Poorly discriminated ventricular tachycardia
Patient
This 59-year-old man received a Lumax 740 DR-T dual chamber defibrillator for the management of episodes of VT in the background of dilated cardiomyopathy. An event report (yellow color) was issued in the context of a classified VT1 and SVT.
Main programmed settings
- VF zone (260 ms limit), VT2 zone (290 ms limit), VT1 zone (340 ms limit)
- 8/12 cycles in the VF zone, 16 cycles in the VT2 zone and 26 cycles in the VT1 zone were needed for the diagnosis
- Maximum sensitivity programmed at 0.8 mV
- VF zone: ATP one shot, followed by 8 shocks of maximum strength (40 J); VT2 zone: 2 bursts of ATP, followed by 2 ramps of ATP, followed by 8 shocks of maximum strength; VT1 zone: 5 bursts of ATP, followed by 5 ramps of ATP, followed by a single 20-J shock, followed by 7 shocks of maximum strength;
- Effective discrimination in the VT2 and VT1 zones (SMART discrimination)
- Pacing mode: DDD at 60 bpm
Trace
Remote tracing 1
The 4 channels available are 1) the markers with the time intervals, 2) the shock channel (FF = far field) between the coil of the RV lead and the pulse generator, 3) the atrial (A) sensing channel and 4) the right ventricular (RV) sensing channel.

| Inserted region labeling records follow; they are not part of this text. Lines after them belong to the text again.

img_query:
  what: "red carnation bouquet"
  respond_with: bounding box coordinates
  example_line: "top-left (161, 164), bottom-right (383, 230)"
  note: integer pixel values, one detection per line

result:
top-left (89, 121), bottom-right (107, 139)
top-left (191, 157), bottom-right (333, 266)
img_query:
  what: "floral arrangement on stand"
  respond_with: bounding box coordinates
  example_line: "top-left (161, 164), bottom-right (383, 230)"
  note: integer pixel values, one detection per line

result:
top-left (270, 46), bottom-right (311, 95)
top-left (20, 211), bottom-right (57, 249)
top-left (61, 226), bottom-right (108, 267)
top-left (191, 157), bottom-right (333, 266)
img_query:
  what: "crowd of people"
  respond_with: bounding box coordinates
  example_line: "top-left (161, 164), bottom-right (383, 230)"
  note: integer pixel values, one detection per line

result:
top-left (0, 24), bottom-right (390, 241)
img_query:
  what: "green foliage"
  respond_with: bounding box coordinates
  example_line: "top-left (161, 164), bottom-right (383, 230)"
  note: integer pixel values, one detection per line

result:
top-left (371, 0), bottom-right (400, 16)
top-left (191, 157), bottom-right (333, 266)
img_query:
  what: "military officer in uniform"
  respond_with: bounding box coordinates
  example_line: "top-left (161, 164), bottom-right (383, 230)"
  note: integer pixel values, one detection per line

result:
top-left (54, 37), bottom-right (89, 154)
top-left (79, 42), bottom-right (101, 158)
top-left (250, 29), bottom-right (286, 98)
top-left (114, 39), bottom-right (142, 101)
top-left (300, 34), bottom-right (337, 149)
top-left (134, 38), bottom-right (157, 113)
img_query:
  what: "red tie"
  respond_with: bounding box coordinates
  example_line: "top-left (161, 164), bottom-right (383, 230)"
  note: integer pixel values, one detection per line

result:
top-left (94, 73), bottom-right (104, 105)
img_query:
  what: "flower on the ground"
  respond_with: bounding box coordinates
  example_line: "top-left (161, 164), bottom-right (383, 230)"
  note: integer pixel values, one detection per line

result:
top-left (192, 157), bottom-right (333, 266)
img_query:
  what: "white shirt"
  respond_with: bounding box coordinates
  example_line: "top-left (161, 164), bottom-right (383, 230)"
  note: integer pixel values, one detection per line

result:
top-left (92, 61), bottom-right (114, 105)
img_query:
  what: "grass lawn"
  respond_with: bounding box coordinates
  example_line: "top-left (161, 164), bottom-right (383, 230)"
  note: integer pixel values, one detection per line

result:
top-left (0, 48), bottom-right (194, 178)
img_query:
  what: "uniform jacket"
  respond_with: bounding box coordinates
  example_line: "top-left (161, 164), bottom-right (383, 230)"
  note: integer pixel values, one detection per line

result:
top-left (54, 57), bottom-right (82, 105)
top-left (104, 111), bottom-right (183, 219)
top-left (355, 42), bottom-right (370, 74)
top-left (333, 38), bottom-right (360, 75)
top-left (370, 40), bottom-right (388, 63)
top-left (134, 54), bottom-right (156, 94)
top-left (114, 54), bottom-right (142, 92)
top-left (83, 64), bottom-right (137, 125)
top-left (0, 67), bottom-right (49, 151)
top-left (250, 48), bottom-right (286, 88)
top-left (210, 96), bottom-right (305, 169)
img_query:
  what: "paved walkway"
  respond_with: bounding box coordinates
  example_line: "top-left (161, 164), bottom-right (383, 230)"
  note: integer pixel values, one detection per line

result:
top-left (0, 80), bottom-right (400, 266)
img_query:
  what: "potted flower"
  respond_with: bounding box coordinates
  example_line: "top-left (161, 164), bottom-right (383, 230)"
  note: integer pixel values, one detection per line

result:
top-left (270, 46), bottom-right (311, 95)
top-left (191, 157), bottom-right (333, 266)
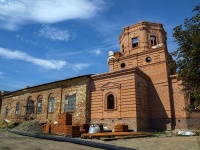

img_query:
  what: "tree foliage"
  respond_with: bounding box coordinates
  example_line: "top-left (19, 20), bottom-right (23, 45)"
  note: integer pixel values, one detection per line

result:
top-left (171, 4), bottom-right (200, 106)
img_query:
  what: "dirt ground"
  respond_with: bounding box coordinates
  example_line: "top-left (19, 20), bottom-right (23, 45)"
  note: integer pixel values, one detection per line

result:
top-left (0, 128), bottom-right (101, 150)
top-left (82, 135), bottom-right (200, 150)
top-left (0, 129), bottom-right (200, 150)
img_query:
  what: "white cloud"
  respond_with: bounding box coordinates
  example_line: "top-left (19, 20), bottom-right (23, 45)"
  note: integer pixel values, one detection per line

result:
top-left (39, 25), bottom-right (74, 41)
top-left (16, 35), bottom-right (38, 45)
top-left (72, 63), bottom-right (90, 71)
top-left (0, 0), bottom-right (105, 30)
top-left (0, 47), bottom-right (66, 69)
top-left (91, 49), bottom-right (101, 55)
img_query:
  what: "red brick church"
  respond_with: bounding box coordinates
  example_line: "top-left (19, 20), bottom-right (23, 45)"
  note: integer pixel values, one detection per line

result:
top-left (0, 21), bottom-right (200, 131)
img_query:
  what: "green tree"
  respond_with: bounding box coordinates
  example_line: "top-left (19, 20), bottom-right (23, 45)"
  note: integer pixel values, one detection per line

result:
top-left (171, 4), bottom-right (200, 109)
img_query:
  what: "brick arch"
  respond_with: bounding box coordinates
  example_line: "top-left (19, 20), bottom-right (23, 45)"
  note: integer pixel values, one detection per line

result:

- tachycardia initially in the VT1 zone with a 1:1 atrioventricular ratio; the ventricular events are classified Tsin (sinus tachycardia);
- interruption of retrograde conduction with faster ventricular than atrial rate (indicative of VT); discrimination in the PP>RR zone;
- diagnosis of VT1 in the PP>RR arn;
- delivery of 6 sequences of ATP.
Remote tracing 2
- tachycardia in the VT1 zone with 1:1 atrioventricular ratio; the ventricular events are classified Tsin (sinus tachycardia). It is noteworthy that the ventricular morphology is similar to that of the previous episode;
- classification SVT in the PP=RR arm; the average PP and RR at initial classifications = 332 and 336 ms, respectively. Stable rhythm, with 8-ms stability for a 24 ms programmed threshold. Stable PP cycles and PR interval without monotonous change. In this case, the sudden onset criterion was not fulfilled since it measured 18% for a 20% programmed threshold. Consequently, the diagnosis made by the device was SVT (sinus tachycardia).
Comments
During a 1:1 tachycardia, the observation of a transitory ventriculo-atrial block is diagnostic of VT. The second episode was diagnosed as SVT (sinus tachycardia) by the device. The differential diagnosis between VT and sinus tachycardia is highly challenging, if not impossible, on the basis of the analysis of this tracing only. The diagnosis of the first episode is unequivocal, as the interruption of retrograde conduction (V>A) discloses the ventricular origin of the tachycardia. In a patient presenting with multiple episodes of 1:1 tachycardia, all tracings must be scrutinized, in search of anterograde (SVT) or retrograde (VT) block, confirming the diagnosis.